Colorado Politics

Appeals court says Jeffco erred, reins in tax assessors’ ability to correct values

Because state law does not authorize county assessors to correct any type of error at any time in their property tax valuations, the Court of Appeals on Thursday voided a car wash owner’s revised property value that was nearly triple Jefferson County’s original estimate.

A three-judge panel for the Court of Appeals rejected Jeffco’s argument that county assessors have broad authority under the state constitution to arrive at a uniform property tax valuation. Instead, the panel found the law does not allow for corrections after the legal deadline for property that the assessor mistakenly undervalued.

 “We believe the decision will preclude county assessors from attempting to increase property values after the statutory deadline,” said Mark W. Gerganoff, the attorney for property owner Yen, LLC. He said the panel’s decision meant significant savings for his client: $4,696 for the 2017 tax year and $5,343 for 2018.

Yen, LLC, the owner of a four-bay, self-service car wash received a notice from the Jefferson County assessor showing a property valuation of $99,715 in 2017. But afterward – and beyond the deadline in state law – the assessor mailed a second notice with a corrected value. The assessor now claimed the value was nearly $300,000.

Yen argued the assessor did not have the legal authority to issue a second notice after the deadline. The state’s Board of Assessment Appeals agreed and voided the notice. Although there are provisions in the law for changing the value, Yen’s situation did not fall into those categories.

“We agree that the county’s error will result in Yen paying less taxes than the county believes Yen owes for the tax year at issue,” wrote Judge Michael H. Berger for the panel in upholding the board’s ruling. But those consequences “do not permit us to rewrite the statute’s clear language.”

Lisa Frizell, president of the Colorado Assessors’ Association and the assessor for Douglas County, said she did not envision the ruling would have substantial impacts to counties’ property tax revenues because of the rarity of this situation.

“What Jefferson County chose to do with sending out a corrected notice of value is not common practice in the assessor community,” she said.

According to the timeline laid out in state law, assessors have until May 1 of each year to mail notices of valuation for residential and non-residential property. The actual value of the property is multiplied by an assessment rate to arrive at an assessed value, for which the tax rates of various taxing authorities (like counties or school districts) apply.

Property owners have the month of May to file protests to the valuation, and can appeal that decision to the county’s board of equalization. Afterward, the assessor compiles an assessment roll that lists all of the taxes due on taxable property in the county. State law allows for the assessor to correct “errors in the assessment roll” at any time before the treasurer receives the final tax bill.

Assistant Jefferson County Attorney Rebecca Klymkowsky argued to the Court of Appeals that assessors have a constitutional duty to determine a property’s actual value.

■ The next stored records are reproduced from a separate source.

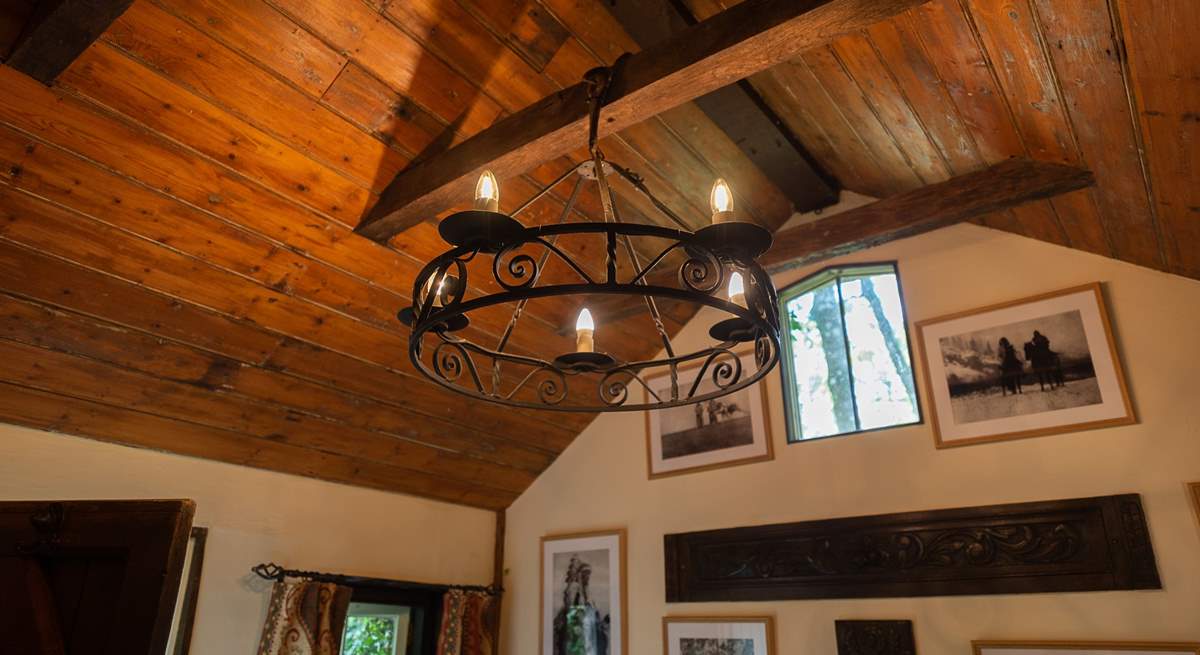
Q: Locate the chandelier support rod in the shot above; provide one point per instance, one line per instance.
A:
(541, 265)
(636, 181)
(651, 305)
(545, 190)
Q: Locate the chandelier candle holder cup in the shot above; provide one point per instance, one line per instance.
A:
(714, 266)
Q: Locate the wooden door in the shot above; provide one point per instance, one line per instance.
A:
(90, 576)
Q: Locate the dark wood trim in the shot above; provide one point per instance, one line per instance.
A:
(144, 541)
(60, 31)
(191, 593)
(1077, 545)
(874, 637)
(995, 188)
(498, 578)
(733, 44)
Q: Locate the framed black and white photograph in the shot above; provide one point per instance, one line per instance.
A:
(726, 431)
(1084, 648)
(583, 594)
(1035, 366)
(718, 636)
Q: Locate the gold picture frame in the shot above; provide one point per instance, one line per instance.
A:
(1107, 404)
(1179, 648)
(766, 622)
(761, 449)
(618, 600)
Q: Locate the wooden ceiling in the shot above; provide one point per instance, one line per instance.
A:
(178, 264)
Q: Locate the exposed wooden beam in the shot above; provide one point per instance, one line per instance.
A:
(58, 31)
(1000, 187)
(738, 110)
(733, 44)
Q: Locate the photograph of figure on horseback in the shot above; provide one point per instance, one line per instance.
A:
(1029, 367)
(1036, 365)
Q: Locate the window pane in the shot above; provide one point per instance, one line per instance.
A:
(879, 350)
(846, 348)
(373, 629)
(823, 401)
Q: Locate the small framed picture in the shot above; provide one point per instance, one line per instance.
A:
(718, 636)
(723, 432)
(583, 594)
(1085, 648)
(1194, 487)
(1041, 365)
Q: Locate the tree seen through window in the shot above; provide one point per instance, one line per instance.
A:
(847, 365)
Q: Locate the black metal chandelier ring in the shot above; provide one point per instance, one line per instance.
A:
(496, 260)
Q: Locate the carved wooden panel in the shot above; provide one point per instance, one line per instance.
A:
(1078, 545)
(875, 638)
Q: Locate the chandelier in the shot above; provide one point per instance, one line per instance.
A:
(497, 264)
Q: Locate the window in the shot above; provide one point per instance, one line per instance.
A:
(846, 360)
(375, 629)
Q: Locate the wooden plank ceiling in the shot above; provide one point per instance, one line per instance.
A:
(178, 269)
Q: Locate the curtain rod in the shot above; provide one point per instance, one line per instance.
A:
(274, 571)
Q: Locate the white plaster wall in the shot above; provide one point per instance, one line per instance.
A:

“Is it your position that the county can change the assessed valuation at any time for any reason?” asked Berger at oral argument.

“Certainly I think the assessor can make early corrections to the value,” she responded.

However, Jeffco’s argument was doomed by the fact that there was no assessment roll created at the time the assessor made the correction. The panel recognized their decision meant that the proactive identification of an error is disallowed under the law, but the judges ultimately found there was simply no legal authorization for the assessor to fix the value under the general constitutional powers.

“What you’re saying is absent a taxpayer protest,” summarized Judge David J. Richman, “the assessor cannot change the evaluation sent out on May 1 … until the valuation shows up on an assessment roll.”

“That is our position,” said Gerganoff, representing Yen, LLC.

Gerganoff said on Thursday that he is aware of 16 other instances across multiple counties where taxpayers received a second notice of their property’s value.

“We maintain that a county’s asserted value of property is not gospel; it is an opinion of value only.  Nothing more – unless the taxpayer does not challenge it,” he said. “The unwary taxpayer, the taxpayer that does not challenge the county’s asserted value timely, will find that the county value will be the value used to calculate the taxpayer’s taxes whether the value is right or wrong.”

The case is Yen, LLC v. Jefferson County Board of County Commissioners.

Correction: Property owners have the month of May to file valuation protests.

Lisa Frizell, president of the Colorado Assessors’ Association and the assessor for Douglas County, said she did not envision the ruling would have substantial impacts to counties’ property tax revenues because of the rarity of this situation.

“What Jefferson County chose to do with sending out a corrected notice of value is not common practice in the assessor community,” she said.